Gepubliceerd 18 oktober 2017 | Door tom ribbens
Pas kreeg ik het beeld van dat het leven als mens hier op aarde te vergelijken is met het surfen op zee. Soms is het water stil en vlak, soms wild en vol golven. En als mens surf je over de zee, over de golven in een kwetsbare, maar tegelijk krachtige balans. Op het scherpst van de snede. Het is onvermijdelijk dat je soms valt. Je komt in het water terecht en probeert met al je kracht niet te verdrinken. Je klautert op je surfplank om daarna weer door te surfen op de golven van de zee.

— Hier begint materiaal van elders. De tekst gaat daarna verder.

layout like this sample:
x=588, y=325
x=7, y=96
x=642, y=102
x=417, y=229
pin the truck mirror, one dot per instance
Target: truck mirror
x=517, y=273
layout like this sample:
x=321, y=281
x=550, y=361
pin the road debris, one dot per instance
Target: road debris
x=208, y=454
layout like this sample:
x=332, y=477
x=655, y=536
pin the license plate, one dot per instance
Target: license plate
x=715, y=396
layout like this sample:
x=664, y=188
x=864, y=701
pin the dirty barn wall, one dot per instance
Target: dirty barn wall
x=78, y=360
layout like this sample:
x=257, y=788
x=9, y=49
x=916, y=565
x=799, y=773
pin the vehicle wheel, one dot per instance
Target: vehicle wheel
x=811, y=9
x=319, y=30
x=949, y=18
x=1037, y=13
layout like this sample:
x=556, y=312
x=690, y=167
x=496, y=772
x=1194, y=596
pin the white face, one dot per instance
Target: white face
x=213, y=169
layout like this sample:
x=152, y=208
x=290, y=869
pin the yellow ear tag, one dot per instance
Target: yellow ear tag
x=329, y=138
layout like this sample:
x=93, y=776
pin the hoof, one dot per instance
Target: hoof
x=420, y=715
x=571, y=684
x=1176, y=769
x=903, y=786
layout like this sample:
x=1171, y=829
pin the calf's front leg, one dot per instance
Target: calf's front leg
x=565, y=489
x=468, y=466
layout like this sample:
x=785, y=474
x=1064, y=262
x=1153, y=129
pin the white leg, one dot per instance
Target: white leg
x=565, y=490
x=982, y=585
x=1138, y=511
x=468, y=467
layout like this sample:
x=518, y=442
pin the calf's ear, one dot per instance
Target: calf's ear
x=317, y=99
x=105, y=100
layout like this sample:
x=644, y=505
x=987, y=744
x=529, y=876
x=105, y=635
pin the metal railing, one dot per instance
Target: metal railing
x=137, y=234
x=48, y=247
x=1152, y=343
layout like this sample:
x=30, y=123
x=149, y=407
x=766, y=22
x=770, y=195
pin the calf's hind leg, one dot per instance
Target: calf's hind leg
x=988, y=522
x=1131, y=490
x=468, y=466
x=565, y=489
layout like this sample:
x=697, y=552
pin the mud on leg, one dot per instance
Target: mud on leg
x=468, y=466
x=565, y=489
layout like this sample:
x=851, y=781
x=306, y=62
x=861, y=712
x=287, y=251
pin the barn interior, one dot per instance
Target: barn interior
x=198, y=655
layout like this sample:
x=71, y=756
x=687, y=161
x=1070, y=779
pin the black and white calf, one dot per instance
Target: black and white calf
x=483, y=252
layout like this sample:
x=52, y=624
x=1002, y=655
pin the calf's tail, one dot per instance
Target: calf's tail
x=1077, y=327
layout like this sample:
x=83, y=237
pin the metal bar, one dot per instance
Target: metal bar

Het is een voor mij passend beeld van hoe ik mijn eigen leven ervaar. Die dynamiek tussen de soms snel wisselende periodes van balans en disbalans is voor mij de enige manier om als mens te groeien. Toch heb ik er telkens weer moeite mee dat het zo gaat, dat ik telkens weer val en kopje onder ga in de zee van het leven. Beter gezegd; mijn ego heeft hier moeite mee. Mijn ego wil controle, wil een vast, statisch beeld van hoe het leven gaat. Vanuit wat ik ken, vanuit wat voor mij bekend is. Zo werkt het echter niet als je groeit vanuit je ervaring. Ik moet iedere keer weer al mijn zekerheden, mijn zogenaamde zekerheden loslaten, daaraan sterven als het ware. Sterven aan de soms stiekeme pogingen van mijn ego om dit statische beeld steeds weer op te bouwen met als belangrijkste doel mijn emotionele pijn te vermijden. Er is geen routine in dit vanuit ervaring groeien, hoe graag ik dat ook zou willen. Een ervaring is namelijk telkens weer nieuw. Zo gaat het bij mij al heel mijn volwassen leven lang. Maar wat er in mij wel langzaam groeit, is het vertrouwen, de herinnering eigenlijk, dat ik niet verdrink, dat ik uit de zee van het leven naar boven kom, weer op de surfplank stap en doorga. Zo groeit mijn ik, mijn zelfbewustzijn en de liefde voor mezelf.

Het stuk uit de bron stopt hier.